Music lovers hoping to see their favorite artists perform live this summer need to be on their guard against ticket scams, according to a new warning from Lloyds Bank.
With demand to attend live events soaring in the aftermath of the pandemic, reported cases of people being scammed when buying concert tickets surged by 529% over the last year, with victims losing £110 ($138) on average, based on ticket scams reported by Lloyds Banking Group customers.
Liz Ziegler, the bank’s fraud prevention director, said: “Fraudsters are always changing their tactics to trick victims out of their hard-earned cash.” The good news for consumers is that the presence of legitimate ticket resale marketplaces means there are safe harbors against such fraud.
How Ticket Scams Work
Purchase scams happen when someone is tricked into sending money via bank transfer (also known as a Faster Payment) to buy goods or services that don’t exist. For tickets, this usually takes place when a scammer advertises tickets to a hard-to-get event on platforms like social media. Finding a ticket deal for a hot show for less than the primary ticket sellers surging “dynamic” ticket prices, or less than ticket platforms that offer consumer protections, the victim is convinced to pay upfront for these tickets. Once payment is made, however, the scammer halts contact entirely, leaving the buyer with no tickets, and nowhere to turn for a refund of the payment they sent.
When tickets for an event are scarce, fraudsters know they can cash in on desperate fans willing to pay much more.
Despite Bruce Springsteen, Taylor Swift or Bad Bunny fans being disappointed in the last several years by Ticketmaster/Live Nation’s mismanaging their ticket sales, Lloyd Bank’s data “doesn’t highlight any fraud happening” in major marketplaces such as Stubhub, Vivid Seats, Seat Geek and TicketNetwork. He stated that “they will generally push people towards card payments, or built-in payment systems. The MO of the fraudsters with these scams is to get people to…pay by bank transfer, which doesn’t offer consumers protection if something goes wrong.”
The well-publicized issues experienced by some Ticketmaster/Live Nation – leaving many loyal fans unable to buy tickets – has only created more opportunity for fraudsters, who can claim to have tickets available for any event. Interestingly, while the authorized tickets sellers were failing the fans, secondary market sites like StubHub and TicketNetwork were filling in the gaps. Secondary market sites have proven to be safe and reliable.
How to stay safe when buying tickets
- Buy from trusted retailers – Ziegler said, “Buying directly from reputable, authorized platforms is the only way to guarantee you’re paying for a real ticket.
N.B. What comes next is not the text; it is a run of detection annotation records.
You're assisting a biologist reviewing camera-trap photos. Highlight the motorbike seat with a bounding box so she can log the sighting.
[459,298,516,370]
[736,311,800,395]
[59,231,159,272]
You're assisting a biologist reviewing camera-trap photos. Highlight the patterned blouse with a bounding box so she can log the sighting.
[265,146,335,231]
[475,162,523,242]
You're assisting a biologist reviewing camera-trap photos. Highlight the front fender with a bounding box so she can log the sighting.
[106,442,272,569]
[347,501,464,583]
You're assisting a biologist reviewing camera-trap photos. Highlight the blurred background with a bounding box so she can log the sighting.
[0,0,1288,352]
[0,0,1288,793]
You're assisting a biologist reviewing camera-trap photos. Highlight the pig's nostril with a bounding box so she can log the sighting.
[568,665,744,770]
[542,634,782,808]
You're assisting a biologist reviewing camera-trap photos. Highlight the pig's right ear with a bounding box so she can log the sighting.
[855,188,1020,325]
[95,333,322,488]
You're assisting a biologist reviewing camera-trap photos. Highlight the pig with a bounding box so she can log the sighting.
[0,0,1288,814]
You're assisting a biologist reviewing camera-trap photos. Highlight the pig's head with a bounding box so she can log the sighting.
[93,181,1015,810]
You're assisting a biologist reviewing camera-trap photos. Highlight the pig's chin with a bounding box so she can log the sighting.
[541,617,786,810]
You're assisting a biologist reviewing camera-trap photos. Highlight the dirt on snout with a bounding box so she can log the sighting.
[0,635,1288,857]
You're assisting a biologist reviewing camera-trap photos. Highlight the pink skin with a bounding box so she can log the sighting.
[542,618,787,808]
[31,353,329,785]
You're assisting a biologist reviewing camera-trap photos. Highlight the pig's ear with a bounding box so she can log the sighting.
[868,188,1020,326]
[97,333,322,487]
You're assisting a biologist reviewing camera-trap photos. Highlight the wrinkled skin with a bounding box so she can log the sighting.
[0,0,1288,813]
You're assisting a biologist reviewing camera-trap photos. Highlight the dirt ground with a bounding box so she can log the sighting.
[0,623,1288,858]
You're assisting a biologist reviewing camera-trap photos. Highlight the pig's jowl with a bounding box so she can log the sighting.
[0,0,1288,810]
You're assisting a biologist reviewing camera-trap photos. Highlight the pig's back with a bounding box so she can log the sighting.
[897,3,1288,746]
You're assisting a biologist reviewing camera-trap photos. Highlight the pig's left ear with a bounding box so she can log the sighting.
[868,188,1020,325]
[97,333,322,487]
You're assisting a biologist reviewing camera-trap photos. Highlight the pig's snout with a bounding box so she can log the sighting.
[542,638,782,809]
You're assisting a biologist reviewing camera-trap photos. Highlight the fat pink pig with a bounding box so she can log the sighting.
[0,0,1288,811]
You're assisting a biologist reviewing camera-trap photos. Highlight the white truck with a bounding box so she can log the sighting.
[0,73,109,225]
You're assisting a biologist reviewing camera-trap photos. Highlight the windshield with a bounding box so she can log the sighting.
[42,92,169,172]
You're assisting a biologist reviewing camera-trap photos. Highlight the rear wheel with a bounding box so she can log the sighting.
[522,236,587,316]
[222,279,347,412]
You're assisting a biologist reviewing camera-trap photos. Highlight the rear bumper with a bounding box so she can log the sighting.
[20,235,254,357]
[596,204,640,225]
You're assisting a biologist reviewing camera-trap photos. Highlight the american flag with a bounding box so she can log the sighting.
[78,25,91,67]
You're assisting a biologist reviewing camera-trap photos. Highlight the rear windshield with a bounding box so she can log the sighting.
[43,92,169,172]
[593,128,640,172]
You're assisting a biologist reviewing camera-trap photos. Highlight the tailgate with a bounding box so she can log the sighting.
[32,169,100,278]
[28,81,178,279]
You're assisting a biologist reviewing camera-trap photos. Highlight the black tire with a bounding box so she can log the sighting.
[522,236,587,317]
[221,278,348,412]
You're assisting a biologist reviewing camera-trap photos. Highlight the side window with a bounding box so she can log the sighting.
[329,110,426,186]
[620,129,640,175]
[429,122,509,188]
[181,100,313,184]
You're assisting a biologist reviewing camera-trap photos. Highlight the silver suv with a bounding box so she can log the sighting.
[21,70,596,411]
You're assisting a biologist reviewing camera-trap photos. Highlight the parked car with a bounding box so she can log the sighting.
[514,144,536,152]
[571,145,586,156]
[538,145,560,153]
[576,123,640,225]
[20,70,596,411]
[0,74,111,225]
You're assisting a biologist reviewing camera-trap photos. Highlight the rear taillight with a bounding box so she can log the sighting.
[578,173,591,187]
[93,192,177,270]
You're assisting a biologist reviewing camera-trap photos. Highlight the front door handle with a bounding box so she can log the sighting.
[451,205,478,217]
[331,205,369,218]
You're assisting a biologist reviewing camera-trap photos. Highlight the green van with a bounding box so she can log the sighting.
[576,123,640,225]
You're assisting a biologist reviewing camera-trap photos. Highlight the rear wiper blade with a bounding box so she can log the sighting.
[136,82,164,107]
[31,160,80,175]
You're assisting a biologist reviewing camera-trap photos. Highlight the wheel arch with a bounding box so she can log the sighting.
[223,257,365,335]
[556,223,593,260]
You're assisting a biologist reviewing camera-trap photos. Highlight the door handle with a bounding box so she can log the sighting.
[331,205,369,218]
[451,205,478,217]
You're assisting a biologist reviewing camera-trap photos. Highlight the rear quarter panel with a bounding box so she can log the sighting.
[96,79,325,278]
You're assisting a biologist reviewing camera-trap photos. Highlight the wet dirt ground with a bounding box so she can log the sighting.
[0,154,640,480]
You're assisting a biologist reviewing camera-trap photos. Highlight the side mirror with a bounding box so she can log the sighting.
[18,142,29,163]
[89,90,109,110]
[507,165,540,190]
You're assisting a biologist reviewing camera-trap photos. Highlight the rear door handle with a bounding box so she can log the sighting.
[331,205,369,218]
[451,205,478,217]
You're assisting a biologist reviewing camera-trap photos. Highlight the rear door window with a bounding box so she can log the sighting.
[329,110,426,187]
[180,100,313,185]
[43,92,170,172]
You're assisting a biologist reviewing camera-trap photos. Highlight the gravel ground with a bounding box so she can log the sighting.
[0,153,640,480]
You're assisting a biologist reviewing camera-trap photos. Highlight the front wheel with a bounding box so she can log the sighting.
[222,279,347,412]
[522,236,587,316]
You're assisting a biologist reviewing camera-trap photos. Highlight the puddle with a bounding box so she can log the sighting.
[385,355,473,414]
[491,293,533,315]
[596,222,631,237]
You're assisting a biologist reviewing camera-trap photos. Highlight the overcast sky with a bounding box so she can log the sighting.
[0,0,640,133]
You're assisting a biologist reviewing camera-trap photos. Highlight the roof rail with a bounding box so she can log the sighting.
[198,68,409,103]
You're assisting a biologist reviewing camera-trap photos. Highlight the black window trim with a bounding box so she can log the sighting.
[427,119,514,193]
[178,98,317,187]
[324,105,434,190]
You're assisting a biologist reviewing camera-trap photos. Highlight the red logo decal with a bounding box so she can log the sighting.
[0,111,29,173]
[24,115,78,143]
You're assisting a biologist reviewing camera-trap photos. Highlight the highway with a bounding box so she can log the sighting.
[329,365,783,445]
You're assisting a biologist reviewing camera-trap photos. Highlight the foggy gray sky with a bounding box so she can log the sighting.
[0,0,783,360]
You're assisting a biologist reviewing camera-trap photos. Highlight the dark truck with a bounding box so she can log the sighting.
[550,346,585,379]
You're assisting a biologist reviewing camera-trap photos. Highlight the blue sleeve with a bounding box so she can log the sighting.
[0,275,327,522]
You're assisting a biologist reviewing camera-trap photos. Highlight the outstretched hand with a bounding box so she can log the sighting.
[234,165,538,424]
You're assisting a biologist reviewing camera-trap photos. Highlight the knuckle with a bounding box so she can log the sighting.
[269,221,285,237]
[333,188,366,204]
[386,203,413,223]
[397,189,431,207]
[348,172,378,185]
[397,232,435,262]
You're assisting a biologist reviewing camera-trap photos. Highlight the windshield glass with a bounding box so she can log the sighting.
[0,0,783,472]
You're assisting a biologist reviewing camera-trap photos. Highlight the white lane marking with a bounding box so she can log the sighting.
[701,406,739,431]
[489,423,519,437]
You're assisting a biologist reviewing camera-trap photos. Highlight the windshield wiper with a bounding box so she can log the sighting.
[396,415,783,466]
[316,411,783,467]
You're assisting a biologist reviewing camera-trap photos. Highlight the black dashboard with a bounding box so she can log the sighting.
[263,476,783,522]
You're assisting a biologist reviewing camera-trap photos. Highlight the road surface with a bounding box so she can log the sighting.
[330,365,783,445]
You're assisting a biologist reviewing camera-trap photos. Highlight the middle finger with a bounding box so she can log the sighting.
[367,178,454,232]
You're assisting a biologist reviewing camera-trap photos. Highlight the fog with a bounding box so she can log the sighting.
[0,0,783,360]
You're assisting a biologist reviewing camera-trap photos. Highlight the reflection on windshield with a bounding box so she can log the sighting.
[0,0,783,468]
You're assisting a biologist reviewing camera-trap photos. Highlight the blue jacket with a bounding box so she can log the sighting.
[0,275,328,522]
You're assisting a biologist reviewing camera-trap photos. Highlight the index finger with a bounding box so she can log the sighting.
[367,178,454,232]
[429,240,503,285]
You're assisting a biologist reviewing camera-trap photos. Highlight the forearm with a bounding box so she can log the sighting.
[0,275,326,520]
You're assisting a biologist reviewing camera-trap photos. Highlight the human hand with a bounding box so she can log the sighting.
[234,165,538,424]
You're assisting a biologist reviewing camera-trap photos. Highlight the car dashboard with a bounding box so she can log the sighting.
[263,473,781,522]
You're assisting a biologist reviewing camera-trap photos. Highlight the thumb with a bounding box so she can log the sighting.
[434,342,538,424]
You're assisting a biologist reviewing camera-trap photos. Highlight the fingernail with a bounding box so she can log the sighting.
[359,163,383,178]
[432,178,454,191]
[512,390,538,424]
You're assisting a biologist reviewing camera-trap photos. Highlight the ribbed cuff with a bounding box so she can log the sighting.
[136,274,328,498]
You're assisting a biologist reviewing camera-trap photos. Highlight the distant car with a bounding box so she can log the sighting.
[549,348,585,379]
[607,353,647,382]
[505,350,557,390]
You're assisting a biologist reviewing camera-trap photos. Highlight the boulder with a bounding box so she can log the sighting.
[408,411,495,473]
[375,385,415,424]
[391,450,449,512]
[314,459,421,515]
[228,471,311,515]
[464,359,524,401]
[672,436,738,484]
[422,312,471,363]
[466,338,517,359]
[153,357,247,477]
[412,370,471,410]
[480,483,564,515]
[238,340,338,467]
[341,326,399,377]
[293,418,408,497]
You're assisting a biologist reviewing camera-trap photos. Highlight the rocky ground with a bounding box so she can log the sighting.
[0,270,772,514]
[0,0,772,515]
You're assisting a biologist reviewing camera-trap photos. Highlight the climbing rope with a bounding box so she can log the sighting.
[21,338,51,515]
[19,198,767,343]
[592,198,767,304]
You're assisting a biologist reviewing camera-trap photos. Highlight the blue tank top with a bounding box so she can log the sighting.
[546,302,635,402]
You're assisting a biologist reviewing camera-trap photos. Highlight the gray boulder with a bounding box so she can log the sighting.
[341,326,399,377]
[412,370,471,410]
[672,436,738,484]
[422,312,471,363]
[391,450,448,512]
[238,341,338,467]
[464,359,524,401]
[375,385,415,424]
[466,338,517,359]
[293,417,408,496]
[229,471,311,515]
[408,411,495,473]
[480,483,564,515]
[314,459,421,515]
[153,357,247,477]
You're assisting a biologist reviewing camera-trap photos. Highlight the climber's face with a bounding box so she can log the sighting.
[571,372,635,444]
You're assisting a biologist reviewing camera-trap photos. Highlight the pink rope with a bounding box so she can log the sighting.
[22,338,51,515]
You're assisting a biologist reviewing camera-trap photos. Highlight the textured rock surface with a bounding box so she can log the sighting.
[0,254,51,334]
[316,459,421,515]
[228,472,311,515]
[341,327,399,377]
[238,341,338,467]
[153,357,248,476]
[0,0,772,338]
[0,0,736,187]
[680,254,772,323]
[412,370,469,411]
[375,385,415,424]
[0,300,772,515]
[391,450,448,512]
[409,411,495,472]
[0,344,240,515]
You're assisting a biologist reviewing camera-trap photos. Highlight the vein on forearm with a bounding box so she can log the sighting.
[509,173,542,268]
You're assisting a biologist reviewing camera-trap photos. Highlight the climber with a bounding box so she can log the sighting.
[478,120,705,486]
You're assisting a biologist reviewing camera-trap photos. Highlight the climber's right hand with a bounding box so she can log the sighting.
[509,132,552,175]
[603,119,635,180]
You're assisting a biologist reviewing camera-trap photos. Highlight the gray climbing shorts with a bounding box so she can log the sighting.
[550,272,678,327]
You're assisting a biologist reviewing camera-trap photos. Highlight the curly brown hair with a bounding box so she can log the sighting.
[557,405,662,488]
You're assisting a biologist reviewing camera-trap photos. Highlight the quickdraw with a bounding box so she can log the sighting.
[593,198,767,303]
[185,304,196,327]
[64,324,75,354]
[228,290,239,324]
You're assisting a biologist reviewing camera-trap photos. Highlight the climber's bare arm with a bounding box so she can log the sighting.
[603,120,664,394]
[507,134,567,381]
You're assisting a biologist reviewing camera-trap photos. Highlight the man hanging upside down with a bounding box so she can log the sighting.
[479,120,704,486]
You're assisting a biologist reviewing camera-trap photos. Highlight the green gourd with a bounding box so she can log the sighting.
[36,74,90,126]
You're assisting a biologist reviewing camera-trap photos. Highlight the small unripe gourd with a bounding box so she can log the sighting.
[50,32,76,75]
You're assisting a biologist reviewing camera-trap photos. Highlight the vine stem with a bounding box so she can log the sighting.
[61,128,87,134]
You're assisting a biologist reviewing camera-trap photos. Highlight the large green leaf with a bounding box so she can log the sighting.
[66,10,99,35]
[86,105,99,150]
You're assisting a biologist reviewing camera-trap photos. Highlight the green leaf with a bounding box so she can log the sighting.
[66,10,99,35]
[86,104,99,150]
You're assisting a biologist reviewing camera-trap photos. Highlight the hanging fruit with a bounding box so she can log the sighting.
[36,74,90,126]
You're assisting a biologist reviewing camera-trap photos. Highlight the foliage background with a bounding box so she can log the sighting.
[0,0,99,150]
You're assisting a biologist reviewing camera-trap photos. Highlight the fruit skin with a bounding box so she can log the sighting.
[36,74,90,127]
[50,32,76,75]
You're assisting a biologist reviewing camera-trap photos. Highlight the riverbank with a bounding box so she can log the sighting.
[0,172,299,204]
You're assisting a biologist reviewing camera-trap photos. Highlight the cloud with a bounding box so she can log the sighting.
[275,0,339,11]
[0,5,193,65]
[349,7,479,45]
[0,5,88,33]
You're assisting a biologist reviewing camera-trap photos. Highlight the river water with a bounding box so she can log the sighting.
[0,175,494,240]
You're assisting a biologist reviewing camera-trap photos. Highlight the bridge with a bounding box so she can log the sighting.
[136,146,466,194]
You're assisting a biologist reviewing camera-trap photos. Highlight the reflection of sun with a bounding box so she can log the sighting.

Only purchase tickets from well-known, reputable ticket selling platforms,” like TicketNetwork and MEGASeats, a no fees seller website.
- Be extra cautious on social media sites like Facebook and Craigslist and avoid deals that look too good to be true – you don’t know if the user profile or tickets are genuine. It’s easy for fraudsters to create fake ads including pictures of real tickets.
- Pay with your debit or credit card – “Always pay by debit or with a credit card for the greatest protection,” said Ziegler. This helps to protect your money should something go wrong and in almost all instances guarantees a refund. PayPal is another option that’s usually safer than paying by bank transfer. “If you’re being asked to pay by bank transfer, particularly from a seller you’ve found on social media, that should immediately set alarm bells ringing,” said Ziegler.
Remember to remain cautious and vigilant, cautions Ziegler, “with demand to attend live events soaring as the warmer weather approaches, they’ll waste no time in targeting music fans as they rush to pick up tickets for the most popular gigs and festivals.”